Barycenters of extreme points in the cone of non-negative entire functions (Q1084227)

Consider the cone K of all entire functions whose restriction to \({\mathbb{R}}\) is nonnegative. A function f is an internal point of K when f has no real zeros, f is a boundary point of K when f has at least one real zero and f is an extreme point of K when all the zeros of f are real. A function f(z)\(\in K\) is called the barycenter of a finite number of extreme linearly independent functions \(H_ 1(z),...,H_ n(z)\) of K if there is a relation of the form \[ (*)\quad f(z)+H_ 1(z)+...+H_ n(z)=0. \] In the present note, the author proves that the function \[ f(z)=2e+\exp (e^{\sqrt{z}})+\exp (e^{-\sqrt{z}}) \] is not the barycenter of extreme points of K. First of all, it is shown that f(z) is an entire function and that f(x)\(\geq 0\) for real x.

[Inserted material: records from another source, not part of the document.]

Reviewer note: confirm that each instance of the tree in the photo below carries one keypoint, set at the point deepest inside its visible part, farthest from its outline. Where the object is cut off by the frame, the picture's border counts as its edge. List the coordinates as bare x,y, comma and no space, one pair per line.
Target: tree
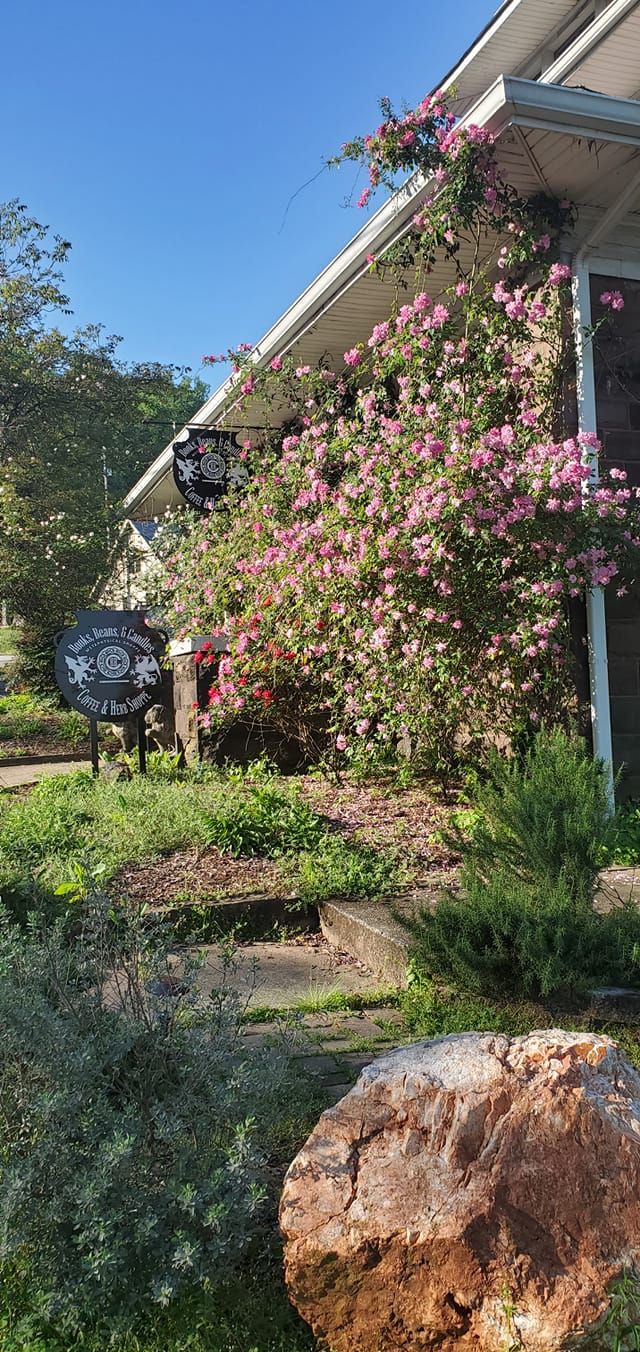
76,429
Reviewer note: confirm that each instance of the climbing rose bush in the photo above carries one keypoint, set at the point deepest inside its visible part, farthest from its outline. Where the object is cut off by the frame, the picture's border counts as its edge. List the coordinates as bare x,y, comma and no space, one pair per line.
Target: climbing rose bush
397,577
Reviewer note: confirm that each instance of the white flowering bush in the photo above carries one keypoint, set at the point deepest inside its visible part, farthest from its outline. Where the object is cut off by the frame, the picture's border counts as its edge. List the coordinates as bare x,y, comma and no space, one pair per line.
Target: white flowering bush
131,1124
403,560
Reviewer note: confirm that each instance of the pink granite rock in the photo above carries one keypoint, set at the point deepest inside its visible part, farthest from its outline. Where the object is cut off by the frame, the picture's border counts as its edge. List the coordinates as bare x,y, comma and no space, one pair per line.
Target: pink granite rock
463,1176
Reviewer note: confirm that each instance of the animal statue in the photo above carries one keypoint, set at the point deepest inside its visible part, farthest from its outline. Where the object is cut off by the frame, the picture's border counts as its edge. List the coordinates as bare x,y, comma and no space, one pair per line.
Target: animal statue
158,729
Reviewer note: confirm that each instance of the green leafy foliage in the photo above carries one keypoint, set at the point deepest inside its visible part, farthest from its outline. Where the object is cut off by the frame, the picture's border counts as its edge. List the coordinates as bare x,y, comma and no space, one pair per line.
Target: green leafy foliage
501,934
252,1314
71,826
76,426
133,1124
543,817
345,868
524,921
267,822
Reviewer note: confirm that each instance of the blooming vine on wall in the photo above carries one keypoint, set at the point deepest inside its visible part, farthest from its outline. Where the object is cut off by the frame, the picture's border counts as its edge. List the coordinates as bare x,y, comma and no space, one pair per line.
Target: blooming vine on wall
399,571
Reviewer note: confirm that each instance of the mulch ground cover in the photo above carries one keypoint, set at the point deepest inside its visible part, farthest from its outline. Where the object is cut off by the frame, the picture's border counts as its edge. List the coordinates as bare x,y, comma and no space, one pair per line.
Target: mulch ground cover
406,822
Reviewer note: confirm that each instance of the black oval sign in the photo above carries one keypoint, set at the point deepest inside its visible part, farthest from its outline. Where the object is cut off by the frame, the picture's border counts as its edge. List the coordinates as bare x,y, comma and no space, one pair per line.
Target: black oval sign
108,664
206,464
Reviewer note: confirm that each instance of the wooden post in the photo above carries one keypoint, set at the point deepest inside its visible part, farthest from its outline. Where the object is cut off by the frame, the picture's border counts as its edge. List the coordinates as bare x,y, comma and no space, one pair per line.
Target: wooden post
142,745
94,745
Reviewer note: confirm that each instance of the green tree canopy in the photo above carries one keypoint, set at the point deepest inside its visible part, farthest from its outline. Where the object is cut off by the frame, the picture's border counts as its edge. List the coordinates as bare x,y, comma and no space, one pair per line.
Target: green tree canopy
77,426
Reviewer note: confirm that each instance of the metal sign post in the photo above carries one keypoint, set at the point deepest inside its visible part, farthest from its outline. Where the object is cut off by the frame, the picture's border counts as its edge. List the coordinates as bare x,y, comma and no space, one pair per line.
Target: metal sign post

Moreover, if f(z) satisfies the relation (*) for extreme points \(H_ 1,...,H_ n\) of K, then by application of a simplified form of a lemma of \textit{G. Hiromi} and \textit{M. Ozawa} [Kōdai Math. Sem. Reports 17, 281-306 (1965; Zbl 0154.079)], the author proves that the functions \(H_ 1(z),...,H_ n(z)\) are linearly dependent.